Sacó algo pequeño y oscuro de un bolsillo de la falda. Se lo puso en la mano. Él se lo acercó a la cara y lo miró fijamente. Era un trozo de horquilla.

Paul empezó a reír. No podía evitarlo.

—¿Qué es lo que le hace tanta gracia, Paul?

—¡El día que fue a pagar los impuestos! Necesitaba abrir la puerta otra vez. La silla, era demasiado ancha y había dejado marcas negras. Quería limpiarlas, si podía.

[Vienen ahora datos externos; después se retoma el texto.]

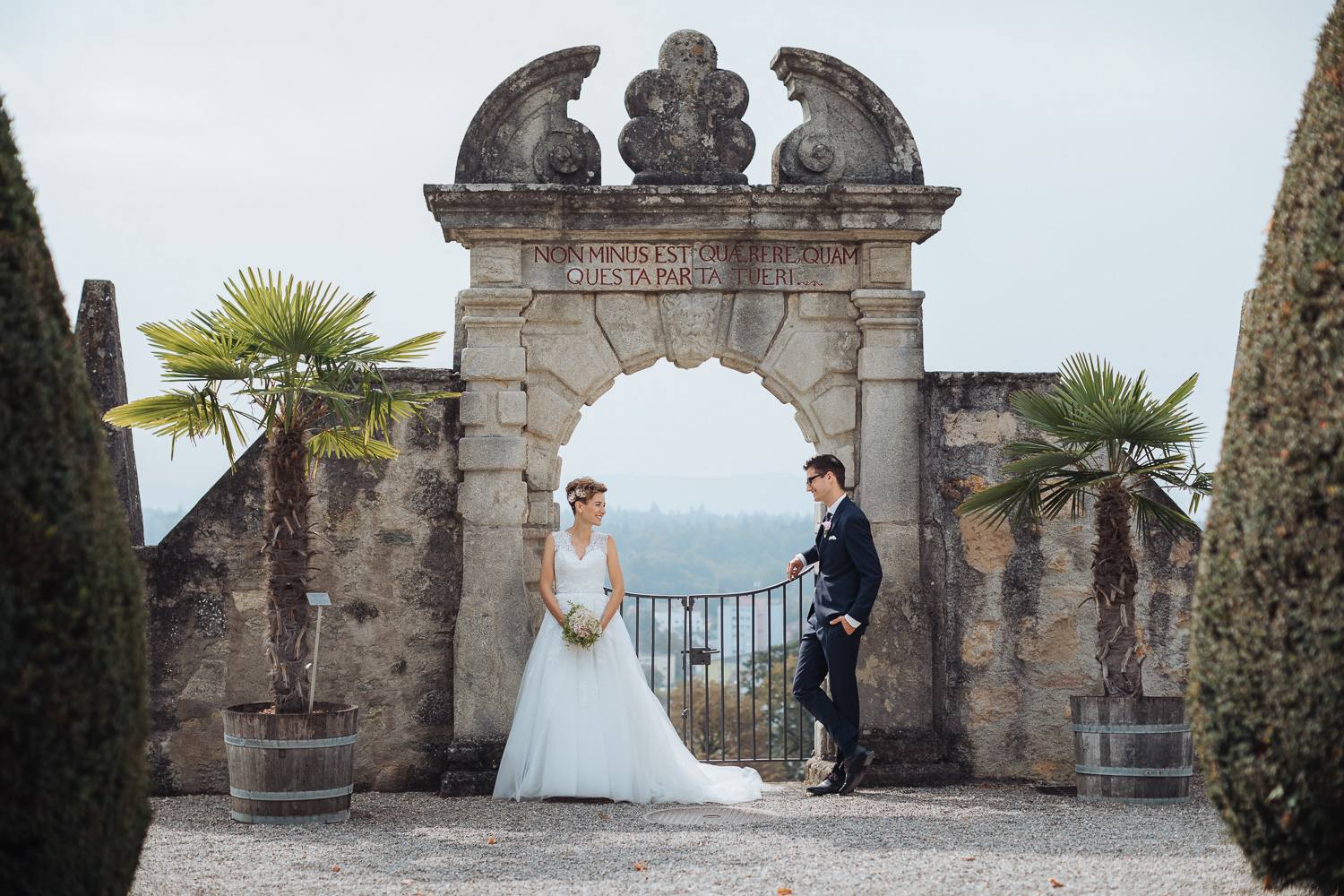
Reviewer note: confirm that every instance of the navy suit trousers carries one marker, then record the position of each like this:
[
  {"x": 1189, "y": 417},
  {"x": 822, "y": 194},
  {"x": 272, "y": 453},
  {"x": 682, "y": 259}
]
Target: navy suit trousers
[{"x": 827, "y": 650}]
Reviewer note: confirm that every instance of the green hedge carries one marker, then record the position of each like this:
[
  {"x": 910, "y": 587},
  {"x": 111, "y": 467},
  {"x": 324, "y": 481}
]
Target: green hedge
[
  {"x": 73, "y": 673},
  {"x": 1268, "y": 683}
]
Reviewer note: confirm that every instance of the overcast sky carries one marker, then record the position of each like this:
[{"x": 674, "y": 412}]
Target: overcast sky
[{"x": 1118, "y": 166}]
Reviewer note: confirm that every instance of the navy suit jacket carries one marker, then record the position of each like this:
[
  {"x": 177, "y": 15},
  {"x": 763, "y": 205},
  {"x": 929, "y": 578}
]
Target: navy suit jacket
[{"x": 849, "y": 573}]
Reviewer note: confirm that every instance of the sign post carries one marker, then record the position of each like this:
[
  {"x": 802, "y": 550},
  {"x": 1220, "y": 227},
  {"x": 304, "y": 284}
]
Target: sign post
[{"x": 316, "y": 599}]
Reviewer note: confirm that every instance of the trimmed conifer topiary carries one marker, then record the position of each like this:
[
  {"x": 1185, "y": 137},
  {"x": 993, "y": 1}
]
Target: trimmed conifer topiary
[
  {"x": 1268, "y": 675},
  {"x": 73, "y": 672}
]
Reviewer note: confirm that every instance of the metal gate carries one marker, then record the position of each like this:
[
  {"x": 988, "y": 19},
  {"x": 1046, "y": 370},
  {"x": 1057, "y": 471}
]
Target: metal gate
[{"x": 723, "y": 664}]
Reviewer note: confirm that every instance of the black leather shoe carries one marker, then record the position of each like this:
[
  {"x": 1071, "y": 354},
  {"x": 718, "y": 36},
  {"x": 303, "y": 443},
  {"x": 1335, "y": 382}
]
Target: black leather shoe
[
  {"x": 855, "y": 766},
  {"x": 831, "y": 783}
]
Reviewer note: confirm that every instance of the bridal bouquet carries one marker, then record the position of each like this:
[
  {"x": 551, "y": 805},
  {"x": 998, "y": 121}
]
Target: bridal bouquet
[{"x": 581, "y": 627}]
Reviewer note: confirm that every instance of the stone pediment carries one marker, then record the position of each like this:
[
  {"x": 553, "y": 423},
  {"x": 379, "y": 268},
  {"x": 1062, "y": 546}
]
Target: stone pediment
[
  {"x": 687, "y": 124},
  {"x": 903, "y": 212}
]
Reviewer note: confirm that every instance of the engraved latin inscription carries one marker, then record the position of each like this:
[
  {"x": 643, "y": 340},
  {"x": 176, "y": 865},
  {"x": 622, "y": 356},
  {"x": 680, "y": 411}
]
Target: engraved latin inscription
[{"x": 728, "y": 266}]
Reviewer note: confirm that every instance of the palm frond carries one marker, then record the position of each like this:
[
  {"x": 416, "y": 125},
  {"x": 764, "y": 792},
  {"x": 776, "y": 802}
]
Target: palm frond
[
  {"x": 1150, "y": 511},
  {"x": 344, "y": 443},
  {"x": 183, "y": 414}
]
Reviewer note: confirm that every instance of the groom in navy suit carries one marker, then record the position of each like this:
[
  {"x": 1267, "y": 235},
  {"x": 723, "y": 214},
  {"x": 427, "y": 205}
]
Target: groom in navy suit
[{"x": 847, "y": 584}]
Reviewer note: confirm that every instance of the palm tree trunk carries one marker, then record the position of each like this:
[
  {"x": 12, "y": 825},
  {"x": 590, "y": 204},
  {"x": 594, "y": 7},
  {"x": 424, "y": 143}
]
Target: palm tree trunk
[
  {"x": 287, "y": 557},
  {"x": 1120, "y": 650}
]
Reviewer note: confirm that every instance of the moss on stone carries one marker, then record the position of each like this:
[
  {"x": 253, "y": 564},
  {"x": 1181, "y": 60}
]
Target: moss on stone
[
  {"x": 1268, "y": 677},
  {"x": 73, "y": 712}
]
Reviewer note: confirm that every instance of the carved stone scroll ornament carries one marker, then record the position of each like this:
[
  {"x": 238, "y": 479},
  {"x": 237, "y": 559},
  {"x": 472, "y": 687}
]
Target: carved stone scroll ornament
[
  {"x": 685, "y": 118},
  {"x": 852, "y": 134},
  {"x": 523, "y": 134}
]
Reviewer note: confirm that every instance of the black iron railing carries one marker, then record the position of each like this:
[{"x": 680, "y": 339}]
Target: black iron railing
[{"x": 723, "y": 664}]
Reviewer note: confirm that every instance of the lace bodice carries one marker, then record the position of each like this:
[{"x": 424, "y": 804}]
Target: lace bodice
[{"x": 580, "y": 576}]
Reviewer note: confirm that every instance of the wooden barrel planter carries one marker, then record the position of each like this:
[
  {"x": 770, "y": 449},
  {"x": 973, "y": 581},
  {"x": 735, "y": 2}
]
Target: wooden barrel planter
[
  {"x": 1132, "y": 750},
  {"x": 290, "y": 769}
]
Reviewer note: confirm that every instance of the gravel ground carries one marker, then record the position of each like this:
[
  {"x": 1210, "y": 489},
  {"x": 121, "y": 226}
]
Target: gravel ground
[{"x": 975, "y": 839}]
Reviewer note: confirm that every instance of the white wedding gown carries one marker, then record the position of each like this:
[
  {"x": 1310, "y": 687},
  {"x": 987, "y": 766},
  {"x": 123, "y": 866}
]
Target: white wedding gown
[{"x": 586, "y": 723}]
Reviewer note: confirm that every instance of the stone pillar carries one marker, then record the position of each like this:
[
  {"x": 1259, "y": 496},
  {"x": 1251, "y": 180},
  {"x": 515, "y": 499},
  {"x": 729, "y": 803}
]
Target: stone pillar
[
  {"x": 897, "y": 664},
  {"x": 99, "y": 335},
  {"x": 492, "y": 637}
]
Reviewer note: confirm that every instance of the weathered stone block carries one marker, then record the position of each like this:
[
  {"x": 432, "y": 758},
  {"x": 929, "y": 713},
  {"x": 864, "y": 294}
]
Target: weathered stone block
[
  {"x": 836, "y": 410},
  {"x": 631, "y": 323},
  {"x": 691, "y": 324},
  {"x": 685, "y": 117},
  {"x": 890, "y": 363},
  {"x": 494, "y": 363},
  {"x": 808, "y": 357},
  {"x": 539, "y": 508},
  {"x": 543, "y": 469},
  {"x": 755, "y": 320},
  {"x": 492, "y": 632},
  {"x": 492, "y": 498},
  {"x": 804, "y": 422},
  {"x": 475, "y": 409},
  {"x": 561, "y": 308},
  {"x": 890, "y": 265},
  {"x": 513, "y": 408},
  {"x": 494, "y": 301},
  {"x": 825, "y": 306},
  {"x": 492, "y": 452},
  {"x": 978, "y": 427},
  {"x": 581, "y": 362},
  {"x": 547, "y": 413},
  {"x": 492, "y": 332},
  {"x": 978, "y": 645},
  {"x": 496, "y": 265},
  {"x": 986, "y": 547}
]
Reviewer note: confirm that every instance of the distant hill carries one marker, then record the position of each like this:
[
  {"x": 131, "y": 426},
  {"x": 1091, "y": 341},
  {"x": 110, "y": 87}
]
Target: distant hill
[
  {"x": 160, "y": 522},
  {"x": 683, "y": 552},
  {"x": 774, "y": 493},
  {"x": 701, "y": 552}
]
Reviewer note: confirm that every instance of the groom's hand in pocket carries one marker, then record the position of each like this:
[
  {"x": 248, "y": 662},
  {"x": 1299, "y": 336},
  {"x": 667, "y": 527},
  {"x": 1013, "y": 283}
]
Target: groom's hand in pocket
[{"x": 841, "y": 621}]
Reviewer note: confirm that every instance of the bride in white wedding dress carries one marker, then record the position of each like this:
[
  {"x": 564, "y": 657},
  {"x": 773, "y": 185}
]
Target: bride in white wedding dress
[{"x": 586, "y": 723}]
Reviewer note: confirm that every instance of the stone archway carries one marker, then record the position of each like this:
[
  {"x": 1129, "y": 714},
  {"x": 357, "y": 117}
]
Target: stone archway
[
  {"x": 804, "y": 282},
  {"x": 803, "y": 347}
]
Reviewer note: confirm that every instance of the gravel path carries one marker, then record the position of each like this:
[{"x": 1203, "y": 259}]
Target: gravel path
[{"x": 975, "y": 839}]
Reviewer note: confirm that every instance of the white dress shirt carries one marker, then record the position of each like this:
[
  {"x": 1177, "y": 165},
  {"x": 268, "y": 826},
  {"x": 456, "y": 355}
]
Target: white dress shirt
[{"x": 854, "y": 624}]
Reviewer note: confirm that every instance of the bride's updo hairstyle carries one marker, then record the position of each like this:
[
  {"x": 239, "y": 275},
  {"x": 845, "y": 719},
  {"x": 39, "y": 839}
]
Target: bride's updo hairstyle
[{"x": 582, "y": 489}]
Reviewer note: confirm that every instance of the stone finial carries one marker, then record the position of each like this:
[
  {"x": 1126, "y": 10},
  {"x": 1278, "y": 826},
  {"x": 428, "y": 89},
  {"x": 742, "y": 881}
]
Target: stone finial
[
  {"x": 685, "y": 117},
  {"x": 852, "y": 134},
  {"x": 99, "y": 335},
  {"x": 523, "y": 134}
]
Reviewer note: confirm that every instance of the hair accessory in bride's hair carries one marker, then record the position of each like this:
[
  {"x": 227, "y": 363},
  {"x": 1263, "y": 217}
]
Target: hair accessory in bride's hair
[{"x": 582, "y": 489}]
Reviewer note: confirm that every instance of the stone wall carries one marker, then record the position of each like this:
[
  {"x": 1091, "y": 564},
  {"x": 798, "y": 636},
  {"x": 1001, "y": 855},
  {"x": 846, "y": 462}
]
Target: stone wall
[
  {"x": 1012, "y": 637},
  {"x": 392, "y": 560},
  {"x": 1018, "y": 633}
]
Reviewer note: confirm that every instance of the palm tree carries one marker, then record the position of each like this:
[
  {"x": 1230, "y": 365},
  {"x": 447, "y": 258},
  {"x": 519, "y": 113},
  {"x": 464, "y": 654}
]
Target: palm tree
[
  {"x": 1105, "y": 437},
  {"x": 300, "y": 366}
]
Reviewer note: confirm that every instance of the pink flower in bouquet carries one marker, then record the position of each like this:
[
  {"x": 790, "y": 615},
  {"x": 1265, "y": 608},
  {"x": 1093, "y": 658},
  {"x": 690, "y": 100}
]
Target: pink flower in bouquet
[{"x": 582, "y": 627}]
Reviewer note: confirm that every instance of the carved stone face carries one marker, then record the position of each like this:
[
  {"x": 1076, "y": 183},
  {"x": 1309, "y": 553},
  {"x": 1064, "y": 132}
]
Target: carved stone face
[{"x": 690, "y": 322}]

—Para que yo no las viera.

—Sí, pero ya las había visto, ¿verdad?

—¿Después de encontrar una de mis horquillas en la cerradura? —Sonrió—. Puede apostar lo que quiera a que sí.

Paul asintió con la cabeza y se rió aún más fuerte. Reía tanto que las lágrimas se le salían de los ojos. Todos sus esfuerzos, todas sus preocupaciones…, todo para nada. Parecía deliciosamente cómico.

—Me preocupaba que ese trozo de horquilla me metiera en un lio…, pero no ocurrió. Ni siquiera volví a oírlo. Y por una buena razón, ¿no es así? No sonaba porque usted lo había sacado. ¡Es usted, una engañabobos, Annie!

—Sí —le dijo, y sonrió ligeramente—, soy una engañabobos.

Movió los pies. De nuevo sonó, a los pies de la cama, el ruido de madera.